With unemployment levels very low and many skills in short supply, the best things to look for in a new candidate is a hot topic – is there a need to look beyond what’s on a CV? Skills can always be taught but attitudes and values are harder to change. Many studies have indicated that values-led recruitment can increase staff retention and lead to a more productive and motivated workforce and gives better results than looking at skills and experience alone.
It’s been widely used in the health sector but more and more businesses are adopting values led recruitment. It makes sure all your staff work with the same goals in mind, not just personally in what the business achieves in the long run.
What are values?
Values are simply what you stand for how that relates to the aims of your business. It’s not just about the day-to-day culture of what it’s like to work in your office. We’re all about happiness and enjoying your work, but while that means we like to have a bit of fun and a laugh in work ourselves, we also want to ensure our candidates feel the same when they start a new role.

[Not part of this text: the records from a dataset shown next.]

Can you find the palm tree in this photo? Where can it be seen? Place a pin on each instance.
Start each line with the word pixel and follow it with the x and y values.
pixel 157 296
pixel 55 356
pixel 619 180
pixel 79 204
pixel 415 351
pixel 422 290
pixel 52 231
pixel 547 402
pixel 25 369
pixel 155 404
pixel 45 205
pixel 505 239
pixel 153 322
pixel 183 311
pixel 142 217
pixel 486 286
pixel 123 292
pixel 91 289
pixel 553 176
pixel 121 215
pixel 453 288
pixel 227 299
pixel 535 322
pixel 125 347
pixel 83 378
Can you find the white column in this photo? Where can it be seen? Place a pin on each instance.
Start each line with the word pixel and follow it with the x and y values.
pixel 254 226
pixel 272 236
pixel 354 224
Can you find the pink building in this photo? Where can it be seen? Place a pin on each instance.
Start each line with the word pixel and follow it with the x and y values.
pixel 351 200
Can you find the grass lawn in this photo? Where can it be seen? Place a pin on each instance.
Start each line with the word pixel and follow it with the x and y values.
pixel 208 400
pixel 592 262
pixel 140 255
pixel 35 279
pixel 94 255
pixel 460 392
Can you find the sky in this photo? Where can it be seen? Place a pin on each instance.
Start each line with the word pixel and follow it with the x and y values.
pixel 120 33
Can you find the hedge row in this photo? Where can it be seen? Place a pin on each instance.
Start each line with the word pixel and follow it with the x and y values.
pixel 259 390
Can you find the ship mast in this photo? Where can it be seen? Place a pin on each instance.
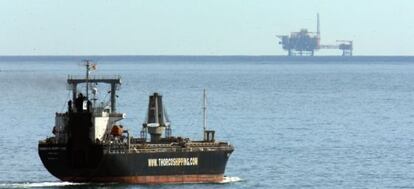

Values are imbued in all the work you do, though you might not necessarily make a conscious effort to do it. They’re difficult things to really put your finger on. So what are values not?
Well, values do not automatically equate to your office culture or the personality of successful people in a business.
Where many hiring managers go wrong with values-led recruitment is by hiring a whole team of clones – similar personalities, interests and often social or cultural backgrounds too. That sort of approach means you can end up with a cliquey group that can demotivate new starters, and with no alternative outlooks, a company can quickly get stuck in its ways and struggle to change and adapt for the future or correct its mistakes. Values are not about who you are, but what you do!
How do you identify if someone has the right values?
If values are about what someone does, and their attitude, then you’ll need to interview someone accordingly and find out about what they do. If you ask straight up “what are your values?”, you’ll get the answers you want to hear – but anyone can reel off a list of values from your website!
Instead, think about the duties involved in the role and ask competency questions around them. If one of your values for example, is being thorough, then you know that a candidate with answers where they cut corners in procedures isn’t going to get very far with your business. It’s not necessarily about the results, but the way they’re achieved – are those impressive sales figures from looking after your customers, or from selling to lots of new customers who you never heard from again?
The cost of making the wrong hire can be up to 4 times the annual salary of a role in terms of time lost or work missed and the main reason things don’t go to plan is because of personalities or values clashing in the office. It’s no surprise then that many are looking to new approaches in recruitment.
From personality and psychometric tests to group and competency based interviews, there are lots of ways to dig a little deeper about what a candidate really has to offer. You won’t get by just judging on CVs alone.